The Swiss agro-environment scheme has been evaluated in several studies, most of them showing positive effects on plants and
various groups of insects (Jeanneret et al., 2003; Kampmann et al.,
2008; Aviron et al., 2009). Even if effects of site conditions, landscape context, and regional location are accounted for, the ECA
management scheme still has a significant positive effect on biodiversity and added ecological value in Switzerland (Kampmann
et al., 2008; Aviron et al., 2009). However, little is known about
whether land-use changes that lead to ecological benefits also result in aesthetic benefits for the public (Lindemann-Matthies
et al., 2010). As conservation should be both about ecology and
about people and the choices they make (Balmford and Cowling,
2006), aesthetic experiences expressed by the public can provide
valuable information to policymakers in biodiversity management
(Fischer and Van der Wal, 2007; Gobster et al., 2007). Moreover,
for sustainable agro-environmental measures the perception and
values of farmers should be considered (Van der Meulen et al.,
1996; Berentsen et al., 2007; Schenk et al., 2007). It has been
pointed out that as part of an ‘ecological aesthetics’ (Gobster
et al., 2007, p. 962) decision-making strategies are needed that
bring ecological goals and human values into better alignment.

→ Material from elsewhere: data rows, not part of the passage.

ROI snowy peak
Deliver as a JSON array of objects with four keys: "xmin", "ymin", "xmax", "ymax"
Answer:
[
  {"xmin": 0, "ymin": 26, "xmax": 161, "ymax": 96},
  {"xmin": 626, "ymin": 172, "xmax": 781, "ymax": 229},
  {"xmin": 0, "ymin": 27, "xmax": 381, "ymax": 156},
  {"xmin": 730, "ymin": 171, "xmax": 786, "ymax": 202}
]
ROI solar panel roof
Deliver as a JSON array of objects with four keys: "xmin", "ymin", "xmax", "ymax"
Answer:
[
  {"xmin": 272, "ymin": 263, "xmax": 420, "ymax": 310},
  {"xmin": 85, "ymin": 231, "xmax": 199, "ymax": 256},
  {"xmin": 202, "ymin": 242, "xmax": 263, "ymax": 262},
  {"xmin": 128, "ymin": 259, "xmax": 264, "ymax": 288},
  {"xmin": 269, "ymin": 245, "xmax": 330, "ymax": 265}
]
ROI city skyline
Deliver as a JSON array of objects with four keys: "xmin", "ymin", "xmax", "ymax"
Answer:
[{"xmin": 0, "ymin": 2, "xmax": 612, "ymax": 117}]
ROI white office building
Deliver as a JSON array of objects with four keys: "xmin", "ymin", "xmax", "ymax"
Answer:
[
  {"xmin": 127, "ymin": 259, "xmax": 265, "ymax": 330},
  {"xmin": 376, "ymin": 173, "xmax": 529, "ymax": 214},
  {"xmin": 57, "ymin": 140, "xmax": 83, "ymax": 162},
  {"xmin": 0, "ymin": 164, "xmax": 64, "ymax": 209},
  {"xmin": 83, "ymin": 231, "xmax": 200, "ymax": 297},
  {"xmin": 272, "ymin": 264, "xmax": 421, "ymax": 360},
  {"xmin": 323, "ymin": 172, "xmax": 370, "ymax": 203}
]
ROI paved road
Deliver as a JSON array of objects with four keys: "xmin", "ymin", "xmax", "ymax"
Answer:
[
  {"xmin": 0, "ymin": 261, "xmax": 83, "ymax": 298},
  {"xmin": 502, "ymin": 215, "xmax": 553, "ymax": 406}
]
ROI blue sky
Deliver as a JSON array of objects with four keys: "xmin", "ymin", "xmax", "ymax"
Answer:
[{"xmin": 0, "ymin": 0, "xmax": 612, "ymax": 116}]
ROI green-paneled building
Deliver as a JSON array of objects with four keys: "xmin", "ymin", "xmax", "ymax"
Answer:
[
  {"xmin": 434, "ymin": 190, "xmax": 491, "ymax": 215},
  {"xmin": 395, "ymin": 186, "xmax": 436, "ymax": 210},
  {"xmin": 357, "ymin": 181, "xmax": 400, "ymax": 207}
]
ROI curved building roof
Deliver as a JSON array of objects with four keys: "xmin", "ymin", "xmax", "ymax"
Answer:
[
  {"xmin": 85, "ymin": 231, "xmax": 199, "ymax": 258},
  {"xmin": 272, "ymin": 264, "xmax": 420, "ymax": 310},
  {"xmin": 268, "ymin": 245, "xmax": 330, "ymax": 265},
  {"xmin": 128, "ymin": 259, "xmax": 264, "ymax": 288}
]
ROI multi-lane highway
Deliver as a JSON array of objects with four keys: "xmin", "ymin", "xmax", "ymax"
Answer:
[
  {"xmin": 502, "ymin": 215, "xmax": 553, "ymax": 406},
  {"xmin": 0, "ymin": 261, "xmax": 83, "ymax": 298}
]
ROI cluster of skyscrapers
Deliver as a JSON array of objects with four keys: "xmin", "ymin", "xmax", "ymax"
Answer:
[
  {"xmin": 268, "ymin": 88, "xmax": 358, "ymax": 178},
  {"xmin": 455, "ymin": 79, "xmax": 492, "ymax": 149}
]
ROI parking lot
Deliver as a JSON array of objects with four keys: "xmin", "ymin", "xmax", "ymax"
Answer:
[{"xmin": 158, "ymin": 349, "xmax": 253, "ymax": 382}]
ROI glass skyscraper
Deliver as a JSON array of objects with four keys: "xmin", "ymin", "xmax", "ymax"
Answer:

The present study investigated the aesthetic responses of nonfarmers and farmers in Switzerland to photo-realistic visualizations of different land-use scenarios in the Swiss lowlands. Our
study is one of the first that tests the hypothesis that species richness in farmland is of aesthetic value to humans. It is also one of
the first to investigate the influence of different land-use types
(arable land, grassland) on aesthetic perception. The visualized
landscapes varied in grassland to crop-ratio and abundance of
ECAs. The ECAs were typical for the Swiss lowlands and consisted
of low-intensity meadows, high stem fruit trees, hedgerows, and
wildflower strips (Jeanneret et al., 2003; Charollais et al., 2004).
In the Swiss lowlands, current land use is characterised by a
mixture of arable crops and grassland. About 11% of the agricultural utilised area is managed as ECAs (FOAG, 2010). Land-use-scenario models indicate that under a liberalization of the Swiss
agricultural market the area used for crop production would decrease, whereas grassland area would increase, leading to a simplification of agricultural landscapes (Schüpbach et al., 2008).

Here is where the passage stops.